"Dans nos ténèbres, il n'y a pas une place pour la Beauté. Toute la place est pour la beauté."
L'histoire pourrait être rebutante au premier abord. Une femme qui va donner naissance à son enfant dans un camp de concentration pendant la Seconde Guerre Mondiale, combien de fois ai-je entendu, en tant que libraire, "Ah non, pas ça, c'est trop glauque/triste/affreux." ? Faites votre choix. On sait qu'on ne va pas rigoler toutes les deux lignes, c'est clair. Quant à moi, ce n'est pas du tout le genre d'histoires que j'aime. Et pourtant, mes collègues m'ont dit que c'était génial, qu'il fallait absolument que j'y jette un coup d'oeil, je me suis finalement laissée tenter.
Ce qui frappe d'abord, c'est l'écriture. On retrouve en plusieurs endroits des répétitions, qui courent sur plusieurs lignes, et qui martèlent l'histoire comme un glas. C'est d'autant plus étrange dans cette narration qui se fait au présent, plongeant le lecteur directement et sans concession dans cet univers cruel et horrifiant, où les SS préfèrent nourrir une portée de chatons plutôt que des bébés qui meurent de faim. Ne vous méprenez pas, j'adore les chatons, et c'est la fille qui ne veut jamais avoir d'enfant qui vous dit ça, mais j'avais rarement ressenti une telle colère, une telle indignation en lisant simplement un livre. C'est peut-être le fait que cette histoire soit placée dans un contexte historique, le fait que l'on se dise "ça avait surement lieu comme ça", qui fait cet effet. Il n'y a que la vérité qui blesse comme on dit, et la vérité des camps dépasse de loin l'imagination la plus terrifiante.
Mais malgré l'horreur décrite avec précision, la douleur que l'on ressent à lire ces lignes, on ne tombe jamais dans le pathos.

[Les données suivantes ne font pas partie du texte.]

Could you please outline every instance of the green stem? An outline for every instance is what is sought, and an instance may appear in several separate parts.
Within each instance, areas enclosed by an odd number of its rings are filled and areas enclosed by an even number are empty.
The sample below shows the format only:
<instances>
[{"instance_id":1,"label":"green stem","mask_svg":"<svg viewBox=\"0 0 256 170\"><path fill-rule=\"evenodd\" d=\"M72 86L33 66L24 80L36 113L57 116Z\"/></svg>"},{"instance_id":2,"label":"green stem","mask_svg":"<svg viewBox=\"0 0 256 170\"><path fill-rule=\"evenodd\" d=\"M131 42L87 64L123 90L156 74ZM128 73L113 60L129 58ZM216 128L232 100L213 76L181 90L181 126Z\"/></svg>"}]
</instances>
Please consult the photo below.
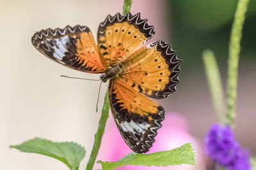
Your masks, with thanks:
<instances>
[{"instance_id":1,"label":"green stem","mask_svg":"<svg viewBox=\"0 0 256 170\"><path fill-rule=\"evenodd\" d=\"M123 14L127 14L131 11L132 0L124 0L123 6Z\"/></svg>"},{"instance_id":2,"label":"green stem","mask_svg":"<svg viewBox=\"0 0 256 170\"><path fill-rule=\"evenodd\" d=\"M224 124L225 106L221 79L218 64L212 52L209 50L205 50L203 53L203 60L215 112L218 122L221 124Z\"/></svg>"},{"instance_id":3,"label":"green stem","mask_svg":"<svg viewBox=\"0 0 256 170\"><path fill-rule=\"evenodd\" d=\"M100 146L101 139L102 139L103 132L105 129L106 123L107 122L109 110L109 101L108 99L108 91L105 95L104 103L102 107L100 122L99 124L98 130L95 134L93 146L92 150L91 155L90 155L89 161L87 164L86 170L91 170L93 167L95 162L97 155Z\"/></svg>"},{"instance_id":4,"label":"green stem","mask_svg":"<svg viewBox=\"0 0 256 170\"><path fill-rule=\"evenodd\" d=\"M247 5L250 0L239 0L236 11L231 31L228 52L228 70L227 85L227 118L228 123L234 127L236 102L237 98L238 63L243 25Z\"/></svg>"},{"instance_id":5,"label":"green stem","mask_svg":"<svg viewBox=\"0 0 256 170\"><path fill-rule=\"evenodd\" d=\"M123 6L123 13L129 13L131 11L132 5L132 0L124 0ZM101 139L102 139L103 132L105 129L106 123L107 122L109 111L109 101L108 98L108 90L105 95L104 103L103 104L101 117L99 124L98 130L95 135L93 146L92 150L91 155L90 155L88 162L87 163L86 170L92 170L100 146Z\"/></svg>"}]
</instances>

Ah ! ce bon vieux pathos qui envahit les romans contemporains pour faire pleurer les ménagères dans les chaumières ! Merci à l'auteur, nous en sommes ici exemptés. Kinderzimmer n'avait pas besoin de ce pathos, tout simplement parce que l'héroïne ne veut pas qu'on la prenne en pitié. Elle raconte son histoire, mais ne demande pas de jugement à la fin. Je pense que c'est en partie ce qui fait la qualité de ce roman : on évite les facilités, et on reste dans une certaine forme de pureté de l'écriture, sans chichis ; ce qui ne veut pas dire qu'il n'y a pas de sentiments dans ce roman, bien au contraire, on ressent d'autant plus que l'on est pas flouté par de fausses émotions, provoquées par la volonté pure et simple de faire pleurer.

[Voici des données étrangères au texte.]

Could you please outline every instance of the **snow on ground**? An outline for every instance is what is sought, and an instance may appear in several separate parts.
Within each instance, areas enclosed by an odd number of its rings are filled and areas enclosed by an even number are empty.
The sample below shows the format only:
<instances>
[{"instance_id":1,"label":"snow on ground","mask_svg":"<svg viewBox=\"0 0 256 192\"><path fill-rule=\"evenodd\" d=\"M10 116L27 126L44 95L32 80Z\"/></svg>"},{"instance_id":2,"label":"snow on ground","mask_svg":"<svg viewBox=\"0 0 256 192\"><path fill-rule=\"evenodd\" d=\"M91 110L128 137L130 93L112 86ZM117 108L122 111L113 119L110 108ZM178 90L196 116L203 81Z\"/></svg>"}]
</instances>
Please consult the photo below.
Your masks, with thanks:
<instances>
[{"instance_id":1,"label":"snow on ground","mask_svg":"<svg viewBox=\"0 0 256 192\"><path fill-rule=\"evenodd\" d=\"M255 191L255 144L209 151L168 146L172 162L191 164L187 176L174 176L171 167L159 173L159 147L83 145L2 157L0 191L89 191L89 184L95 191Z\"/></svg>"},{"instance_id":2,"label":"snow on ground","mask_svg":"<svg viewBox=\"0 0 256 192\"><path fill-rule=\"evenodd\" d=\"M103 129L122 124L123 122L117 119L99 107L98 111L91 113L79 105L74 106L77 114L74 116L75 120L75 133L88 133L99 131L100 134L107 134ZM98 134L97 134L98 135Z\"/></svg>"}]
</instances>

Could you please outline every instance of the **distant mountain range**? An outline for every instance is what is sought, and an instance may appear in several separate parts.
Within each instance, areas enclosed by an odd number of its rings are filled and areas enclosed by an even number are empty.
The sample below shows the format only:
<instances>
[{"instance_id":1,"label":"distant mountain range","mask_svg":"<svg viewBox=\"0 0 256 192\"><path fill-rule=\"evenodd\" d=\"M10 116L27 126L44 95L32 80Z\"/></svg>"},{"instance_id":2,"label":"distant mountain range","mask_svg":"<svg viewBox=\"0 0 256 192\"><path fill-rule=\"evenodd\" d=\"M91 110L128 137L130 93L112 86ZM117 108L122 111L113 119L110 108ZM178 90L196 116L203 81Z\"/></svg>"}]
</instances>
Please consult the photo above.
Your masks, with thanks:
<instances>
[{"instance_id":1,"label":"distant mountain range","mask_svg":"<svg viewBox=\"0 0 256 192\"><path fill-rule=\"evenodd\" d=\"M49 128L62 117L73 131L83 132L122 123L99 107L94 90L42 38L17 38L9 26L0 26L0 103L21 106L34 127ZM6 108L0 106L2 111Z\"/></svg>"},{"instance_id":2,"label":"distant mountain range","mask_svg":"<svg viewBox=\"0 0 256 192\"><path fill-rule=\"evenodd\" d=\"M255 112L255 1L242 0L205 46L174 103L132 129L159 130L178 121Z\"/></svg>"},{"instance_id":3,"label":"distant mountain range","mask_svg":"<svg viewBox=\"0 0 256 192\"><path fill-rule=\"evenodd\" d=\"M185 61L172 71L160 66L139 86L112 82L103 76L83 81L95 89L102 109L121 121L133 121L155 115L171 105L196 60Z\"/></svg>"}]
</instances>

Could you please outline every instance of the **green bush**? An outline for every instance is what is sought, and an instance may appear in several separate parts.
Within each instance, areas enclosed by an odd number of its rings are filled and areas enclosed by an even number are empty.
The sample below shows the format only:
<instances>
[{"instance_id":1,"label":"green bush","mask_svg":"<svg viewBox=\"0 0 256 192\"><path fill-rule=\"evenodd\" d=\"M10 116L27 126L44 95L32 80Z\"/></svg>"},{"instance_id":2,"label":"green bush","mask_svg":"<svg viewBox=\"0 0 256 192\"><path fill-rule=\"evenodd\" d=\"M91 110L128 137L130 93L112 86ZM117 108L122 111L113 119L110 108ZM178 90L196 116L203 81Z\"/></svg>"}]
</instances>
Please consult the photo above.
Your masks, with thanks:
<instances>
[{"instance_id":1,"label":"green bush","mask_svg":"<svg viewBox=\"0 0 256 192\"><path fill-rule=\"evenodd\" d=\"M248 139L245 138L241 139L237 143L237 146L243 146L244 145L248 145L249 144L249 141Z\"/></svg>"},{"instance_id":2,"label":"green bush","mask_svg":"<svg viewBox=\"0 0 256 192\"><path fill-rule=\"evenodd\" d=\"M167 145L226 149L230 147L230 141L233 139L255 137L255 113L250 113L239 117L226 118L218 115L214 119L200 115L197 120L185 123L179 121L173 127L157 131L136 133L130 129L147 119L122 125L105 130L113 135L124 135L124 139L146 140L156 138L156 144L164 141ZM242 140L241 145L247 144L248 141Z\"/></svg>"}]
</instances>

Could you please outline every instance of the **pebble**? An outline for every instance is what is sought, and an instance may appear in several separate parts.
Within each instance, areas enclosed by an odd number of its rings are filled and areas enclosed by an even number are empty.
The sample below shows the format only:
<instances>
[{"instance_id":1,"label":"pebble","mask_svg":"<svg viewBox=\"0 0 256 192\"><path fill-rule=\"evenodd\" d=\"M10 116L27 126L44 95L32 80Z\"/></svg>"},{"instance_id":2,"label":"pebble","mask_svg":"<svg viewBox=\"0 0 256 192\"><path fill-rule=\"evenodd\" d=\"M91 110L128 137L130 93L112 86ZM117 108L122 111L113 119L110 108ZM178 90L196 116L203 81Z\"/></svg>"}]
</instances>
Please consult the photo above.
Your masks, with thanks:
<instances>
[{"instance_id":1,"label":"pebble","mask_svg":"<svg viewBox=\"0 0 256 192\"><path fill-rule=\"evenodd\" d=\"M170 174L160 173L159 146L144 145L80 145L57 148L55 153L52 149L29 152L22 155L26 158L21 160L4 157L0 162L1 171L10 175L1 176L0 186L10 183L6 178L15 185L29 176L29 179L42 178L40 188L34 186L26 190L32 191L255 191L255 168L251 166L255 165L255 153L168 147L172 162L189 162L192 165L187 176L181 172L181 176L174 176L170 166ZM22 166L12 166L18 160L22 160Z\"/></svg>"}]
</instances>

Cela me fait penser au film La Rafle, dont la réalisatrice a clairement dit que celui qui ne pleurait pas devant son film était un monstre, ou quelque chose dans ce (mauvais) goût là. Valentine Goby, au contraire, ne cherche pas à faire pleurer à tout prix son lecteur. D'ailleurs, moi qui ai la larme facile, je n'en ai pas versé une seule. Mais à la fin du roman, j'étais complètement sonnée par tout ce que j'avais vu défiler devant mes yeux en le lisant. L'écriture est aussi brillante que les évènements dans lesquels elle trouve son fond sont terribles.
Kinderzimmer est un des trois romans encore en compétition pour le prix des libraires... je croise les doigts !
En titre : Feuillet d'Hypnos n°237, René Char.